W. W. Young’s Alice in Wonderland (1915) is Alice without the magic, or rather with a plodding magic that knows nothing of the uncanny. “Things we do and things we see shortly before we fall asleep are most apt to influence our dreams,” the first title card explains. In case you are not clear, when the ghost of the lanky but nicely pert Alice arises from her flesh-and-blood bored-to-sleep self to see a pantomime White Rabbit, she skips along past a large arrowed sign: TO WONDERLAND. It’s an early exercise in trick photography (trick photography, where are you now?), but the static camera and literalism make for a very long 52 minutes. This is an Alice to keep the kids from having bad dreams, not one to shake you awake with a new, dangerous look at the world.
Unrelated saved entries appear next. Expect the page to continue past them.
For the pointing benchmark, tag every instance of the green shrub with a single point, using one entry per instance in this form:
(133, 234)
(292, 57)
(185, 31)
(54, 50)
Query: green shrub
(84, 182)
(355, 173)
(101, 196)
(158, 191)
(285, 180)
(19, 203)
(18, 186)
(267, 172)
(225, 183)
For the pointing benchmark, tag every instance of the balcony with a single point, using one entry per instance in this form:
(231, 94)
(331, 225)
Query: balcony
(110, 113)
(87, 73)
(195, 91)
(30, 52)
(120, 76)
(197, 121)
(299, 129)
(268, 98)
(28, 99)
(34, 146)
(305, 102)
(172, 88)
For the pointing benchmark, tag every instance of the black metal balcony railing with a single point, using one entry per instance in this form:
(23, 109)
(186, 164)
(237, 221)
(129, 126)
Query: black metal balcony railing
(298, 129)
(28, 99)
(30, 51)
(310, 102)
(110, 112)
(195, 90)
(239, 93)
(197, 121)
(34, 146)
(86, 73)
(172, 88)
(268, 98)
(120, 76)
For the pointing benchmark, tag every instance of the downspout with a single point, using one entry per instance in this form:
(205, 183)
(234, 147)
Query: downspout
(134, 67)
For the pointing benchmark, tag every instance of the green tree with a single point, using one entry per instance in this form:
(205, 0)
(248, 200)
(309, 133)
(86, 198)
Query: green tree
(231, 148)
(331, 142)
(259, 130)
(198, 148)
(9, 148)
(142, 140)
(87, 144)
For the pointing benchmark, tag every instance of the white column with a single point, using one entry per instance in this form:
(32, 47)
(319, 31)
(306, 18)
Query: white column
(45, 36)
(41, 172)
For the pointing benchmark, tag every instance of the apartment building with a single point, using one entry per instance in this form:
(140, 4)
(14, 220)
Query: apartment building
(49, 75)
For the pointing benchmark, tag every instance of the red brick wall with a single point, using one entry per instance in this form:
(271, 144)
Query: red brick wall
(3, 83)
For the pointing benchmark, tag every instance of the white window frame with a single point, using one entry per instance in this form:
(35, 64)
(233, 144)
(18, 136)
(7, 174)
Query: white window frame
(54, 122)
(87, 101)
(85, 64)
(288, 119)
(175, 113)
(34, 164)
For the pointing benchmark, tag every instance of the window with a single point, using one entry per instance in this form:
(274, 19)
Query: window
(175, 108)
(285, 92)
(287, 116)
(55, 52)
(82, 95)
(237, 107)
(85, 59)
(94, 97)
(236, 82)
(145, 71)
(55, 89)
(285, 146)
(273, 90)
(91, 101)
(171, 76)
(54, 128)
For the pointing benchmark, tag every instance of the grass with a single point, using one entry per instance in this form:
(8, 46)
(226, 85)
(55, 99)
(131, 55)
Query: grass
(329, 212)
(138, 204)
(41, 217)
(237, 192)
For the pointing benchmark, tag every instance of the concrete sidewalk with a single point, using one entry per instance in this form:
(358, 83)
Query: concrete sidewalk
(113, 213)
Try Cecil Hepworth and Percy Stow’s even earlier version, 8 minutes of which has been salvaged by the British Film Institute (1903). It has an Alice who, though she may be in her thirties, has as sour and sullen a face as you might hope for. She is all stubborn resistance to the strangeness going on in the back of her mind. There are no signposts here, and when Alice gets too big for her boots, or rather the house she alarmingly outgrows, it is genuinely disturbing. It helps that this is a fragment, burned out at the edges, barely salvaged. Just like Wonderland ought to be.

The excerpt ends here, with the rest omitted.